Given Perry's attempt since the creation of the Trans-Texas Corridor in 2003 to disempower the rural landowners of Texas, he has a nerve talking about the powers reserved to the people.
He criticizes the federal government for "passing trillion-dollar bailouts [think $183.5 billion for the TTC, according to Corridor Watch], bullying states [think bullying of Texans by Perry's TxDOT], and even taking control of private companies [think taking the land of Texans FOR Cintra, a private company].
Then he praises "the concept of limited government," and he claims that "citizens and taxpayers should be outraged" by what the federal government is doing.
Do you think that he still doesn't know what we are outraged about? It is Perry and his friends, the big government/large private corporation partnerships that are working against the landowning citizens of Texas, the small businesses, the farm and ranch families, the people who are the backbone of the state. Perry has tried to institute a corporative state where large private concerns are able to take over and use the power of government to oppress the individual and take his private property.
With his op-ed, Perry is not going to win over the voters who know his true colors, and he's lost some of the folks who thought he WAS speaking favorably about secession and agreed with him. Now, as far as they're concerned, he's "gone wobbly" on the issue. As Peter Stern comments, "Confucius once stated, 'Beware of the man who blows hot and cold with one breath.' He must have been speaking with Gov. Rick Perry in mind."
Friday, May 15, 2009
An update on some bills we have been following:
HJR 29 by Elkins proposes a constitutional amendment to allow the legislature to override a veto of the governor following a legislative session, thus making sure that the governor can’t solely override the will of the people and their legislators after a session—too late for the veto to be overridden, no matter how many votes it might have--which is what happened to eminent domain legislation in the 2007 session. HJR easily passed the House and is on the calendar for a second vote by the Senate on Monday, May 18. Hope this amendment passes and is put on the ballot for us to vote on.
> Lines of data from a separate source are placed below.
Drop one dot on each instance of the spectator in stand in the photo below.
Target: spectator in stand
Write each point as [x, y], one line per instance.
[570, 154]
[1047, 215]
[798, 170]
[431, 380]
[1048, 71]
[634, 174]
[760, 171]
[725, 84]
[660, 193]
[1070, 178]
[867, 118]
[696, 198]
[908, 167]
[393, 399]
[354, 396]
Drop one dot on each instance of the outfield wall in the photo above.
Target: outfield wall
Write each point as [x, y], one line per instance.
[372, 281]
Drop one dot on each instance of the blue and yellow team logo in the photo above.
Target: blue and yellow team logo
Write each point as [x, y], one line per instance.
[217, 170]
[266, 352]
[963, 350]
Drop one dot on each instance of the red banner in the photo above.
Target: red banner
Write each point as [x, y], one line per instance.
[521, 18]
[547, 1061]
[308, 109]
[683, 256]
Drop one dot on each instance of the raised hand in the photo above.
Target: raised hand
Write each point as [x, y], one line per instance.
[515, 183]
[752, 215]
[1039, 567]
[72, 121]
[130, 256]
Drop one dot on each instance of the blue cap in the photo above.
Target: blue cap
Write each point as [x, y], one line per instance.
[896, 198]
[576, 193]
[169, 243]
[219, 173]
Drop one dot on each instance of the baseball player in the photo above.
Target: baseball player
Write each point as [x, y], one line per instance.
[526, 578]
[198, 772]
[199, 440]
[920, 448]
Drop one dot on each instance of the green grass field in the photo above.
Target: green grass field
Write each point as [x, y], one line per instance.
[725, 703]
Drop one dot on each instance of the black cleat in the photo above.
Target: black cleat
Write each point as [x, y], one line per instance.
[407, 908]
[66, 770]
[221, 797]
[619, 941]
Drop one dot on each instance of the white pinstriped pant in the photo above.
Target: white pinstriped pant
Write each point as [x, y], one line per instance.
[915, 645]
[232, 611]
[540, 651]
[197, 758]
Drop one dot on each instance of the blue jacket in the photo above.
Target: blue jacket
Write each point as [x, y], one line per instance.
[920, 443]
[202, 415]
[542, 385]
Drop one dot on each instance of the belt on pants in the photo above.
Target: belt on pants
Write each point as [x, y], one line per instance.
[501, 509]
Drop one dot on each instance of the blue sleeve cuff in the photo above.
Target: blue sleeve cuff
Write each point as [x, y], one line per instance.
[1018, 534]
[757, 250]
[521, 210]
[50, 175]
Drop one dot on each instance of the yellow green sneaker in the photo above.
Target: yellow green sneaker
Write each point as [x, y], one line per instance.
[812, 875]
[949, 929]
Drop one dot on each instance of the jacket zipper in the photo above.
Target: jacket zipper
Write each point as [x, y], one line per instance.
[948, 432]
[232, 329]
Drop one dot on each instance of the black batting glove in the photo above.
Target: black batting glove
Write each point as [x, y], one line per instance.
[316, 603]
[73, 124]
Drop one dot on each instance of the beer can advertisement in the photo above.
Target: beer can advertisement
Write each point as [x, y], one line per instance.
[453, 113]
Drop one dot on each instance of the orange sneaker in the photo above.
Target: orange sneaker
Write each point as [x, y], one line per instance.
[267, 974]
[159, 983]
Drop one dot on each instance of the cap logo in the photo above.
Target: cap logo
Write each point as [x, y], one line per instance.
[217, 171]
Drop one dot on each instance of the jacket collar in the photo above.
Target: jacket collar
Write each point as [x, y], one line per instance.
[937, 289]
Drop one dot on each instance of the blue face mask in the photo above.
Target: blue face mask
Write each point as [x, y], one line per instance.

SB 1923 by Watson would use certain fees to put money into the Texas Rail Relocation Fund. Since many of the officials and lobbyists who want to fund rail relocation want to expand the rail line through Coupland or build a new big route through the Coupland area, I hope this bill does not pass the Senate. It is on the Senate calendar for second reading.
HB 2142 by McClendon would prohibit TxDOT from using taxpayer money to promote the Trans-Texas Corridor and other toll roads. You may remember the annoying multi-million- dollar Keep Texas Moving advertising campaign. TxDOT also used our money for lobbying for toll roads. This campaign resulted in TxDOT being sued by TURF—case still pending. HB 2142, which forbids such campaigns, has passed the House and heads to the Senate, where the same legislation (by Sen. Carona) has already passed. Looks promising for this good legislation.
HB 300, the large TxDOT Sunset Bill that passed the House WITH an amendment repealing the Trans-Texas Corridor has gone to the Senate, where it is scheduled for a public hearing on May 18, in Transportation & Homeland Security Committee. Pundits are saying that the final form of HB 300 will be determined by the upcoming House and Senate conference committee.
Thanks to Martha Estes for helping us follow what is going on at the Capitol.